Ahoras de que se produjera el anuncio del paro general de la CGT contra el proyecto de reforma laboral, la fabricante de neumáticos FATE anunció su cierre dejando a 920 trabajadores a la deriva. La empresa argumentó la imposibilidad de competir contra la apertura de importaciones que provienen en gran parte del continente asiatico.
En la misma sintonía, Paolo Rocca, de Techint, denunciaba el abandono del gobierno por no acompañar en esa apertura a determinados segmentos industriales.
Rocca explicitó su posición tras perder una licitación contra una empresa de la India para proveer tubos en el proyecto VMOS de YPF, una línea de gasoducto de 500 km que unirá Vaca Muerta Sur con las costas neuquinas para exportar gas natural licuado.
Algunos especulan sobre si los 920 despidos de Fate, en el marco del paro contra la reforma laboral, son coincidencia o timing del sector industrial para presionar al gobierno. Pero lo que queda en evidencia es que el proyecto divide las aguas hacia adentro del empresariado.
Y es que la reforma es quizás la traducción más explícita del poder que ejercen las corporaciones agroindustriales, hidrocarburíferas y mineras para sostener sus márgenes de ganancias en el país.
Estas requieren, por obligación sistémica, tornarse competitivas a nivel global y para ello demandan reducir el costo de la fuerza de trabajo buscando flexibilizar las condiciones de producción, intensificar el uso de maquinaria y técnica, y demostrar garantías jurídicas a los capitales que ingresan a sus proyectos valorizando sus actividades en la industria financiera vía bonos y acciones.
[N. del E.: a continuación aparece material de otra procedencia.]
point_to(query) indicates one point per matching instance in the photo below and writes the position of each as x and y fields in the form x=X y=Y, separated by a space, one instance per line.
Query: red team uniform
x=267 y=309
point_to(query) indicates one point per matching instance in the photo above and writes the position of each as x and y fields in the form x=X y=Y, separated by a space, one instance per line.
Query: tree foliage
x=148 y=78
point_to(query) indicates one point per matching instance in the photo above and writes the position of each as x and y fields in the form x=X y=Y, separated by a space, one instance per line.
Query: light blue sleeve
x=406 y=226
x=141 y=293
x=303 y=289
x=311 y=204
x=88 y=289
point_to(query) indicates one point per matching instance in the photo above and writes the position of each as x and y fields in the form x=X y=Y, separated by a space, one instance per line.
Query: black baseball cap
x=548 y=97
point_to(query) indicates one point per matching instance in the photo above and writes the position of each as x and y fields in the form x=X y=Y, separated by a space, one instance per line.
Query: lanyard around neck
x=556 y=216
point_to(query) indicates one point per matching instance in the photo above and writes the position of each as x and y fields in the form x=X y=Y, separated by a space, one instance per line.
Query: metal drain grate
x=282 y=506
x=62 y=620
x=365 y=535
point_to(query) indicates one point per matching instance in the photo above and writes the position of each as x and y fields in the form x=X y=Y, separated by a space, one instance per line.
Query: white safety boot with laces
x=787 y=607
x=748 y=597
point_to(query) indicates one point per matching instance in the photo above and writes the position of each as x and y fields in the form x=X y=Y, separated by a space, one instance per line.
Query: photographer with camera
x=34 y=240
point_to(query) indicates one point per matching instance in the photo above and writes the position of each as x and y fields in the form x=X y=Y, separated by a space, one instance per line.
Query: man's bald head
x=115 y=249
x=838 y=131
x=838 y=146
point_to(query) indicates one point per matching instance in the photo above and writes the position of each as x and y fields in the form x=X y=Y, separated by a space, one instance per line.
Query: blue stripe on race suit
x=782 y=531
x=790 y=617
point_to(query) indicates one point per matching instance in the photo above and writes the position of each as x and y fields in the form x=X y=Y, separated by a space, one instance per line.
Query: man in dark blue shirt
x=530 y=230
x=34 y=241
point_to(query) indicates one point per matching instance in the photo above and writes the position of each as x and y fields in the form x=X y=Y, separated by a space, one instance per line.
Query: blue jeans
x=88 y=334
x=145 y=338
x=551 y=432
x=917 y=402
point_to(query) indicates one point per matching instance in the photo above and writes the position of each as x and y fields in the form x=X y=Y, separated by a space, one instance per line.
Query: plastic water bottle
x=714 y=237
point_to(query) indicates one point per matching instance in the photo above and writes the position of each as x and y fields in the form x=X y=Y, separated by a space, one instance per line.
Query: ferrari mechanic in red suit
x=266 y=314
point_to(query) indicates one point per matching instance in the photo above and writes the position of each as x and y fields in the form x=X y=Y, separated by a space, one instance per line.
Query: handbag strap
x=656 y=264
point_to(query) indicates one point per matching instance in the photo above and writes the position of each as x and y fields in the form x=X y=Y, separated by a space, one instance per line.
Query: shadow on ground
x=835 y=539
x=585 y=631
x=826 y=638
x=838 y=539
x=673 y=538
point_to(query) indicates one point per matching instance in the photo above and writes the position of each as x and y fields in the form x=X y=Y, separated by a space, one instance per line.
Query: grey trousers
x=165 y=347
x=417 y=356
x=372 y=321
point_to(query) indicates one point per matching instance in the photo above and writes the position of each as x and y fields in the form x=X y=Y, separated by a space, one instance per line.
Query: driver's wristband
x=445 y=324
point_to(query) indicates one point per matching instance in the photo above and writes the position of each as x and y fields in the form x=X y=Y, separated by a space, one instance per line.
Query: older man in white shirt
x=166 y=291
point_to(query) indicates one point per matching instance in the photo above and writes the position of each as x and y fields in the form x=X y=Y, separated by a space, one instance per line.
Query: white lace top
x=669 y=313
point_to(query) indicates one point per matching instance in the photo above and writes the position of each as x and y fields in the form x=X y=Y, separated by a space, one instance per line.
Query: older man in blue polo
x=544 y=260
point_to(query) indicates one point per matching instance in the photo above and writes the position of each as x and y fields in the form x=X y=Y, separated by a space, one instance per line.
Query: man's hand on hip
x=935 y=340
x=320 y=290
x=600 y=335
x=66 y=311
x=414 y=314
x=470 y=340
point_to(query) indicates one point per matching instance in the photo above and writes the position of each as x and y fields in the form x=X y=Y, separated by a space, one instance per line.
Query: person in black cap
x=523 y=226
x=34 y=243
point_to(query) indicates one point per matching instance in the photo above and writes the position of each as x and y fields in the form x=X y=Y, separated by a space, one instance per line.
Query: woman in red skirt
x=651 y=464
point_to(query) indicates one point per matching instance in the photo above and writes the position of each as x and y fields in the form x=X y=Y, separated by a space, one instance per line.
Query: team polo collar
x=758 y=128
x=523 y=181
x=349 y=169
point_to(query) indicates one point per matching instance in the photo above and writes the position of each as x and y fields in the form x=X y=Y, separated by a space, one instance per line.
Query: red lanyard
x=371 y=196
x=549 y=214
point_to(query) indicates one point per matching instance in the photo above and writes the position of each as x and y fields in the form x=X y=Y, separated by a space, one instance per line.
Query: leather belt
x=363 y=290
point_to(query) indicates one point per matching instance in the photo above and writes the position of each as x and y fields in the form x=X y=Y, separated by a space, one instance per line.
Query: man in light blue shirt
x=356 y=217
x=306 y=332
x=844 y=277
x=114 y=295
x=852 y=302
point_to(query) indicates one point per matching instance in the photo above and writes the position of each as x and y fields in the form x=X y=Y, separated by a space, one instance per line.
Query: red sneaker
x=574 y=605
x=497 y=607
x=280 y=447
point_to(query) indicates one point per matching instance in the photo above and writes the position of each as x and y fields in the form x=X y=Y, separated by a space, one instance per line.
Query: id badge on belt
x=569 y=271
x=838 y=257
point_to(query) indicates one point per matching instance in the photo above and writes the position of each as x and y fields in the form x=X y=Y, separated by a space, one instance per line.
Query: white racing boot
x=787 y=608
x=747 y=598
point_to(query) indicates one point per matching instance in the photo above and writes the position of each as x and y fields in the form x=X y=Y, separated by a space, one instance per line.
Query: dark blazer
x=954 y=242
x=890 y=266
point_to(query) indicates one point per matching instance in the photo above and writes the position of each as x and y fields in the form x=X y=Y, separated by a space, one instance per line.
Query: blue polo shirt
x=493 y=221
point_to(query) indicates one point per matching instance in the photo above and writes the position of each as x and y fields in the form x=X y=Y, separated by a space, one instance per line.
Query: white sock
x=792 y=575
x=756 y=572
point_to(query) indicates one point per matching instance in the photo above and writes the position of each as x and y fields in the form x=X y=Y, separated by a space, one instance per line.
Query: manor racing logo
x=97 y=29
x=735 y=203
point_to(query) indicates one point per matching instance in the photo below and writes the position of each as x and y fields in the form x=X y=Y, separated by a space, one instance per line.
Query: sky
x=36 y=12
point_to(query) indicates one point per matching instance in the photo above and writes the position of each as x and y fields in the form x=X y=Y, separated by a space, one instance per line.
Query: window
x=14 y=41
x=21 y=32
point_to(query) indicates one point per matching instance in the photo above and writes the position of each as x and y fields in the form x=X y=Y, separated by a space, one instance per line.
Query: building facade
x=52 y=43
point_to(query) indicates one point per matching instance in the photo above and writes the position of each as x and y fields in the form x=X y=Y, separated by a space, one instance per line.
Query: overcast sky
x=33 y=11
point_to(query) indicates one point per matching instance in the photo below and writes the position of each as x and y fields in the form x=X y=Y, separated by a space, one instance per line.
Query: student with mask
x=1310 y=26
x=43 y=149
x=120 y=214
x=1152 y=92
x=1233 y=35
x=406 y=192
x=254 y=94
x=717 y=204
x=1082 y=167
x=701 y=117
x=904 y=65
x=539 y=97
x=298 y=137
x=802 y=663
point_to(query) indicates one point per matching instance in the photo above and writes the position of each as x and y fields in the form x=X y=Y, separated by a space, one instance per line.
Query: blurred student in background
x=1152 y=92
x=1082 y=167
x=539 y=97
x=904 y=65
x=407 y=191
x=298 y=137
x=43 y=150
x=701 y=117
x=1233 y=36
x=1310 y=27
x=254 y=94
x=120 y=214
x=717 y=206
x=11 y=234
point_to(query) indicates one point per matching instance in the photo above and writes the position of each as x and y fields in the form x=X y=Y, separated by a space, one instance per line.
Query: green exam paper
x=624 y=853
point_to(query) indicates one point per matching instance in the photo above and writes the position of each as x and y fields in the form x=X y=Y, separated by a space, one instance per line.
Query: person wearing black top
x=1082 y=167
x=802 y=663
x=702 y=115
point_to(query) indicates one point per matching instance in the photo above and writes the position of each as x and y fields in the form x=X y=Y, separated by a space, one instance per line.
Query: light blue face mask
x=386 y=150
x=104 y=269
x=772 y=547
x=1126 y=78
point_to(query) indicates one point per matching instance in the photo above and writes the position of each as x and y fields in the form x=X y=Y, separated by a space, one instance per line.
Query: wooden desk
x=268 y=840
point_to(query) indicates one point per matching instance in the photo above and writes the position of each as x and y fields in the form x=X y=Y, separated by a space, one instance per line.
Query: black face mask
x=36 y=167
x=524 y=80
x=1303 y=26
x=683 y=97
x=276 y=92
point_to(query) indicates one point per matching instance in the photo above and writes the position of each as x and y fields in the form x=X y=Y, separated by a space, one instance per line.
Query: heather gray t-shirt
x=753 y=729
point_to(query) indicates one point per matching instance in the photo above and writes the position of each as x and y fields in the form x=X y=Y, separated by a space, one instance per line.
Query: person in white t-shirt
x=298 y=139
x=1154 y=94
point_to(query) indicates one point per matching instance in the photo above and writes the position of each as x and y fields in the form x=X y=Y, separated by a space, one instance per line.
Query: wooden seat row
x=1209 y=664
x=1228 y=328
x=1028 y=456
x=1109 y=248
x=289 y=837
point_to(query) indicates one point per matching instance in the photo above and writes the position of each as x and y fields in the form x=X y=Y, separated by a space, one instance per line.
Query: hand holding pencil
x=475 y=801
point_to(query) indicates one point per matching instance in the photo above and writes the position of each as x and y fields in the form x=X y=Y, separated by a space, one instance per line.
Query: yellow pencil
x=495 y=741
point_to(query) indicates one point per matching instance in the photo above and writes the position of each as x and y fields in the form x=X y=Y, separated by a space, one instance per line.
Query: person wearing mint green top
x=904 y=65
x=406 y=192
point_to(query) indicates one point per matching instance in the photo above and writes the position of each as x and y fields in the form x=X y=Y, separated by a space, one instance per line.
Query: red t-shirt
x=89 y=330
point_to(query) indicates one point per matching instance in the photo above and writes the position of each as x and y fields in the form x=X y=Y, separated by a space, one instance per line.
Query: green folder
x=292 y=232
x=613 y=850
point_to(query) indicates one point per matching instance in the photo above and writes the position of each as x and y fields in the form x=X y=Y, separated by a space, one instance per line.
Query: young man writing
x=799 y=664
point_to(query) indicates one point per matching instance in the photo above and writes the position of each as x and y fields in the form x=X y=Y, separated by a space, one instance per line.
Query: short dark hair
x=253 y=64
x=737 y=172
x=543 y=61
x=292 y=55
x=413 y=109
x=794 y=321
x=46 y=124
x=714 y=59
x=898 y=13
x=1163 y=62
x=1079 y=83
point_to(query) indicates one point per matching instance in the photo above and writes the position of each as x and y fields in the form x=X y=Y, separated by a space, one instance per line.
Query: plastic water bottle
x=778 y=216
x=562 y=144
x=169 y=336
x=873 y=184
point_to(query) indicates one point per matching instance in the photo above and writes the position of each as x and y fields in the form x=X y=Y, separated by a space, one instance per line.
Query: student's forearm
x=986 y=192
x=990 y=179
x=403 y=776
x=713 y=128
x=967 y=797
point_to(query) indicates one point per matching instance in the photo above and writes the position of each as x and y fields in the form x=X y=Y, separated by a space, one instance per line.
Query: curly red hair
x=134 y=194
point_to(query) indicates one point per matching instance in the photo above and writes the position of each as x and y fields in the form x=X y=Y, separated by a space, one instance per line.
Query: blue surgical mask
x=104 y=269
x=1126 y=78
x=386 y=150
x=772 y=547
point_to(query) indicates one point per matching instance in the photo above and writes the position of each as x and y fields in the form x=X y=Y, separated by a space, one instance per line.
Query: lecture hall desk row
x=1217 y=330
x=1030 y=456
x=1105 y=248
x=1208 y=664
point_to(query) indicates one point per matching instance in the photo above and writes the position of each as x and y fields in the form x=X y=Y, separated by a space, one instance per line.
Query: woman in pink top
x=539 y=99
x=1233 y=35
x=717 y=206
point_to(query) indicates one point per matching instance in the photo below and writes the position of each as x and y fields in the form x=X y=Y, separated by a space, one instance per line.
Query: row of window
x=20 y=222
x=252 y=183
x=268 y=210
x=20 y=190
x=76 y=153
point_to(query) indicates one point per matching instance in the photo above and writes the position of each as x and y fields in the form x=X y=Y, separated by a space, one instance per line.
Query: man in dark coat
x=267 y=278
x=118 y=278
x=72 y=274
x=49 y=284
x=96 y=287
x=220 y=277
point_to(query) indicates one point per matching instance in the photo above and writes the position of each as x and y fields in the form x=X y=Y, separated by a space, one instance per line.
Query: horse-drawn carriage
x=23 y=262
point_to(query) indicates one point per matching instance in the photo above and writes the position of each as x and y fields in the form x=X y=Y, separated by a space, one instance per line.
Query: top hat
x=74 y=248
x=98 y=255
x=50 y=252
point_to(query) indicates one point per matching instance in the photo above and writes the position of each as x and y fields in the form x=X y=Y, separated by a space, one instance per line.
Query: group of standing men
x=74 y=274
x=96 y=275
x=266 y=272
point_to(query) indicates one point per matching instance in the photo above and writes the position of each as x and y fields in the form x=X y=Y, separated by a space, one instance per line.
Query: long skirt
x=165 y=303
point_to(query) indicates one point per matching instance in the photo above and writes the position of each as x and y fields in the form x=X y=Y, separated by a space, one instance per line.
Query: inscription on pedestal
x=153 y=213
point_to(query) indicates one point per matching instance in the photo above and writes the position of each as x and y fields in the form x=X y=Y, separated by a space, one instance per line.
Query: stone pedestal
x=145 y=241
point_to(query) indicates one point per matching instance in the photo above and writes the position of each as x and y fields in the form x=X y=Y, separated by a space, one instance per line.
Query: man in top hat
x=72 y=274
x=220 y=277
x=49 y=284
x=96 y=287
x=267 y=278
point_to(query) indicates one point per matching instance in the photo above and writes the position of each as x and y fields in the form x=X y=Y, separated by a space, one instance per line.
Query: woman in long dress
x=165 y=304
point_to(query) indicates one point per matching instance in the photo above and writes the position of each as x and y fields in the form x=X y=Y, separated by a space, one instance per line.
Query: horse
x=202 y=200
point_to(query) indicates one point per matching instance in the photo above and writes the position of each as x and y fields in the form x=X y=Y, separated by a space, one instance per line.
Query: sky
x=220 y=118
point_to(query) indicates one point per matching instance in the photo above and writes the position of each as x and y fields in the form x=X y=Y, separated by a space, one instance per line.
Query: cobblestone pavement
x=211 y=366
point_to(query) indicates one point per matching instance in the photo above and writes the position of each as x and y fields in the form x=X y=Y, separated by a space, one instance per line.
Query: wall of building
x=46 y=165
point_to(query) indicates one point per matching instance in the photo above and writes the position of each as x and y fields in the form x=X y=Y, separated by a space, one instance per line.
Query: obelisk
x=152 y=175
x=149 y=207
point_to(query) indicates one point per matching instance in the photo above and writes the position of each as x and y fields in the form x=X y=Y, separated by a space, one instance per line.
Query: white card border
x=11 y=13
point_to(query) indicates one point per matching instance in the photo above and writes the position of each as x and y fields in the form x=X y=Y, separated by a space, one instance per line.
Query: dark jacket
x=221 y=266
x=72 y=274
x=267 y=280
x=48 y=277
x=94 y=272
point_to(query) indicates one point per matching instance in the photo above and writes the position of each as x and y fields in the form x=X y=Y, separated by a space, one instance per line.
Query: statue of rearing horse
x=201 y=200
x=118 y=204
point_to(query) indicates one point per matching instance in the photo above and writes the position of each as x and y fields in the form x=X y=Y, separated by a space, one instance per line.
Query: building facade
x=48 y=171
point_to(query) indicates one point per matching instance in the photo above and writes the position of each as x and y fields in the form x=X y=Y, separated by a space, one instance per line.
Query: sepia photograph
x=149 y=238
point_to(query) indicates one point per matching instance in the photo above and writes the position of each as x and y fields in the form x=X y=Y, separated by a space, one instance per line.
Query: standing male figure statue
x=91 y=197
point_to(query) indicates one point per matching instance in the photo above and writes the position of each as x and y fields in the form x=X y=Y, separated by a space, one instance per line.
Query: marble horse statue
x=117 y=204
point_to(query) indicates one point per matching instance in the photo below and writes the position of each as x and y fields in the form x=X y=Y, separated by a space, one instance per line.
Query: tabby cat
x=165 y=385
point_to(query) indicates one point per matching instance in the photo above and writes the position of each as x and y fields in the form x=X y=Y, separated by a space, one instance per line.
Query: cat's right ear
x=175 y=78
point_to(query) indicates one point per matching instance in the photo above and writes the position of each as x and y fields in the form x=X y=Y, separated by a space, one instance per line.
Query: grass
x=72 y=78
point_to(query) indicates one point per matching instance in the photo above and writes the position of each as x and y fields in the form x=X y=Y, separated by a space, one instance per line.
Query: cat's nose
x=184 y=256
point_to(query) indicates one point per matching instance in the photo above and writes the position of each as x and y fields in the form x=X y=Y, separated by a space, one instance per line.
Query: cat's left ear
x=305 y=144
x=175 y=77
Las leyes del trabajo son reformadas en un país que registra a más del 50% de la población viviendo del emprendedurismo, trabajo por aplicaciones o “changas”, y donde los “registrados” son monotributistas.
Justamente allí está su principal objetivo: intensificar la fragmentación de quienes dependen del desgaste de sus músculos y cerebros para vivir a diario.
Ante ello, la tarea de nuestro tiempo es convertir el problema de la precarización en una oportunidad de lucha y una política activa de acumulación de fuerzas para elevar el reclamo hacia la dignidad del trabajo.